They had wandered through the towering buildings all day. Their feet _hurt._

 _(Mother had called out to them._ Why? _To assure them of their approaching demise?)_

They had gone into an abandoned nest.

_(Moth and Hawk had escaped.)_

_(Tadpole had drowned.)_

* * *

 

Mother was constantly around them after that. Constantly making sure the two _(no longer the three—the leader, the planner, and the cautious no longer)_ were where they were supposed to be.

It was only a short while before Mother snapped.

* * *

 

There was a large separation between what life was like before The Snap and _after_ The Snap.

Before they were a family of three. A family of Mother, who was the weakest of the strong.

_(Hawk was supposed to be asleep, but a quiet, almost inaudible sound roused him. What was it? Sniffing? What? He looked outside. His mother was turned away from the entrance of the nest.

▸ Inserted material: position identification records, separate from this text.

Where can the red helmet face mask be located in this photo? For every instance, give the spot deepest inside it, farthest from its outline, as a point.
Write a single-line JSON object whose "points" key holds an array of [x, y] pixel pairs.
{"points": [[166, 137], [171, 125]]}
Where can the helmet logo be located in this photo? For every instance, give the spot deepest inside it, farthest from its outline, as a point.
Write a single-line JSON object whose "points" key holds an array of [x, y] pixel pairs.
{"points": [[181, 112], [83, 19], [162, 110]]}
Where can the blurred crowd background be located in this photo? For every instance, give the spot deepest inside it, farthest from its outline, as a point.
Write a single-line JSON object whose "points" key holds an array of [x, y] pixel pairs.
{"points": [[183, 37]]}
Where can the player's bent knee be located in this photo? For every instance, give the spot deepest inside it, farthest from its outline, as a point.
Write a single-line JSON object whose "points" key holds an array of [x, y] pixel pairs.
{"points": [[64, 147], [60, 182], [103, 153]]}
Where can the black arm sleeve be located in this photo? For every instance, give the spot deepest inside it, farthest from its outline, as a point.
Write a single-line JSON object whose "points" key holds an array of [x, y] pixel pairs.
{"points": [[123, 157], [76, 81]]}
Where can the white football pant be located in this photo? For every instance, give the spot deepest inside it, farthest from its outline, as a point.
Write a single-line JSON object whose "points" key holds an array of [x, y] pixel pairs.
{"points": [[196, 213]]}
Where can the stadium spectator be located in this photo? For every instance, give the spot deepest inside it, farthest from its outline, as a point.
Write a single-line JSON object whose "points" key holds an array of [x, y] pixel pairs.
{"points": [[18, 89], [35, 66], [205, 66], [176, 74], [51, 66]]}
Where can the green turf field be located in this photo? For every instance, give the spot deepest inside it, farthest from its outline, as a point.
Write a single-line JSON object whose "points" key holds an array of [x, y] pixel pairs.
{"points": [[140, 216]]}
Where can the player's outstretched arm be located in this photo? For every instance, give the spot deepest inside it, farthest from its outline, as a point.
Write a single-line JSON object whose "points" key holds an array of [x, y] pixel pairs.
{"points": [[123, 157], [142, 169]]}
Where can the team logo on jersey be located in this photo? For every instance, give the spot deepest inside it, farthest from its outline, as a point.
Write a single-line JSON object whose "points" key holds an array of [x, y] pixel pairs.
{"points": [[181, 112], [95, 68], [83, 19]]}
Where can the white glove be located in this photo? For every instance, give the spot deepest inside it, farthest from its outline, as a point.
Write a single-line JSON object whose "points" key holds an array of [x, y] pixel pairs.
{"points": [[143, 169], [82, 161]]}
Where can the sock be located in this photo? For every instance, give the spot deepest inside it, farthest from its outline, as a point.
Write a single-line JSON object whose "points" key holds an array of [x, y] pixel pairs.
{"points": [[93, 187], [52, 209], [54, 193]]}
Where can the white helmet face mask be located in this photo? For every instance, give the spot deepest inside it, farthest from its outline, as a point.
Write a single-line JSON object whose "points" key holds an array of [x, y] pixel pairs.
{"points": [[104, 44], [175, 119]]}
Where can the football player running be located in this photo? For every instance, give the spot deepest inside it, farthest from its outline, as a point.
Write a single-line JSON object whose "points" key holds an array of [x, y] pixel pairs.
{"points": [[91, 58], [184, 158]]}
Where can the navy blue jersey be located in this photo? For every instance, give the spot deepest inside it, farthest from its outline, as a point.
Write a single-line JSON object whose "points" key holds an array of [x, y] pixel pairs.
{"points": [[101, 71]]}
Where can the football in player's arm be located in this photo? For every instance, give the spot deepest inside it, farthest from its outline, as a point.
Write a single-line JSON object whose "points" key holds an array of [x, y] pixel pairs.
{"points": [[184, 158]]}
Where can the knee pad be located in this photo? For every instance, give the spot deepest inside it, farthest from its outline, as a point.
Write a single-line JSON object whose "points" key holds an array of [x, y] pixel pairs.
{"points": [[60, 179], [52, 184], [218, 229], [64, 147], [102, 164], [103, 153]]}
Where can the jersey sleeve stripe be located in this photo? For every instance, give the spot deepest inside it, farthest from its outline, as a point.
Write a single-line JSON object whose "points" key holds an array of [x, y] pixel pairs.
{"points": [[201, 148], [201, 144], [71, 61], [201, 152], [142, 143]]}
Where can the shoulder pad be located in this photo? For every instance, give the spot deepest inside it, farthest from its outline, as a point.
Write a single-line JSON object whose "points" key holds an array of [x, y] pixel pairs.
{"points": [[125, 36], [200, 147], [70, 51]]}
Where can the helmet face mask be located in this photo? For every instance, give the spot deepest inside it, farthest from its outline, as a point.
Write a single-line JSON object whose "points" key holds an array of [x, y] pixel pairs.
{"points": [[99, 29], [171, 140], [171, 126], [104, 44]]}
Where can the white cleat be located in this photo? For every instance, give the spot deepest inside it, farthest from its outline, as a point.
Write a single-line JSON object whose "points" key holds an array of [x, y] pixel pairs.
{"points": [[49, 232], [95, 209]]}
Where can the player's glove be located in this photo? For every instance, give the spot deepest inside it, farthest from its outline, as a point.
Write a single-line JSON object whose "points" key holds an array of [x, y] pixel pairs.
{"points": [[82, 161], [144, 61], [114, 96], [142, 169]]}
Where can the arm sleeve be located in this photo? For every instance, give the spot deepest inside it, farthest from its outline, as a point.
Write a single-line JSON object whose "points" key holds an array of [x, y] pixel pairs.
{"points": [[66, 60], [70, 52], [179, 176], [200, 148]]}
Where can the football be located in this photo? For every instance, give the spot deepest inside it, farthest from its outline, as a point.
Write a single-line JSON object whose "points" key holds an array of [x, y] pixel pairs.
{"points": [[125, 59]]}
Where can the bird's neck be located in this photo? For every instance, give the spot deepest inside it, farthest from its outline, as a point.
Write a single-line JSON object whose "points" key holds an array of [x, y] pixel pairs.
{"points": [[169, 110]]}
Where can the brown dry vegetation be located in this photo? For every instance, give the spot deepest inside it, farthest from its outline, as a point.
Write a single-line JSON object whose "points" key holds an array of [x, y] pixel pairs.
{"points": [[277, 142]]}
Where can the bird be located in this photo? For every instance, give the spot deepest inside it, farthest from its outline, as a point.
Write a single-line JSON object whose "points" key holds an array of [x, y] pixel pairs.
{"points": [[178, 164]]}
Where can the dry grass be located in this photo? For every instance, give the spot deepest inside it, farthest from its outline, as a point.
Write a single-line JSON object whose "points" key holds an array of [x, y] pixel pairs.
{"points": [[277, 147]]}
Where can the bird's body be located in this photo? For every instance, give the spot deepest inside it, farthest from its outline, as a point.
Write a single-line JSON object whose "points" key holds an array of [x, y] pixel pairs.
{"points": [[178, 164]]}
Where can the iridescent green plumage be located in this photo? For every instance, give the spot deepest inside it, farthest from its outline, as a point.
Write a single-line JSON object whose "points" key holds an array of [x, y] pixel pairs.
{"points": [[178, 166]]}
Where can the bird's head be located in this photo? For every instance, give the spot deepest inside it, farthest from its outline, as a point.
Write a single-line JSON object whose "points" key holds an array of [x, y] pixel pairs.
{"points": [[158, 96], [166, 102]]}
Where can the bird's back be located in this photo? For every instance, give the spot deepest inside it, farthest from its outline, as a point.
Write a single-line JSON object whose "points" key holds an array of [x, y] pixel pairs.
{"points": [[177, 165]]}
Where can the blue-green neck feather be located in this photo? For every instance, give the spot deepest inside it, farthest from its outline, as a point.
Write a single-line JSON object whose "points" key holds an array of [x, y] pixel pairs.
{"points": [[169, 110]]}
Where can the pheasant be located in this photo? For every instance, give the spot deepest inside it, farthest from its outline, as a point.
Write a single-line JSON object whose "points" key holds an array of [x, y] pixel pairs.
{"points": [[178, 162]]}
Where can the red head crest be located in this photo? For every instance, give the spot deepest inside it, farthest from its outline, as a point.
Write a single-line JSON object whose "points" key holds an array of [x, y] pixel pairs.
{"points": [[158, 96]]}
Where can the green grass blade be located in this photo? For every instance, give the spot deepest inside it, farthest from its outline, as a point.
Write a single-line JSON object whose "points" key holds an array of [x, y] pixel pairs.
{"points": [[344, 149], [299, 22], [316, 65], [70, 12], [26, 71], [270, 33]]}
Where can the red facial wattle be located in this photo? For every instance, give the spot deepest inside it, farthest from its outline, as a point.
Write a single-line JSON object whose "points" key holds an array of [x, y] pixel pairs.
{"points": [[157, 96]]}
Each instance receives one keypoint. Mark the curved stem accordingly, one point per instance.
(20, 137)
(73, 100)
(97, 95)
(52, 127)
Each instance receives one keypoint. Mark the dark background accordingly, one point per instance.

Hawk waited for his eyes to adjust to the darkness. She was crying—his mother was crying.)_

Moth, the calm and collected of them.

_(“Why are you looking at me like that?” Hawk’s fur bristled._

_Moth had this look in her eyes. Was she… pitying him? What right did she have to pity him?)_

And him, Hawk. What _was_ he now? Tadpole had been the leader, and he had planned everything.

He’d just have to take up more responsibility then.

No big deal.

* * *

 

Mother took them to Riverclan.

The water dominated the surroundings of their new home. Lakes ran throughout the whole area. Whether in tiny streams or enormous rivers, water soaked into everything in the land.

The grass was soggy at best, mud at its worst. Hawk grimaced, the mud got under his claws.

He had grown accustomed to Mother’s fresh-kill. Squirrels, mice, and other forest animals she had caught.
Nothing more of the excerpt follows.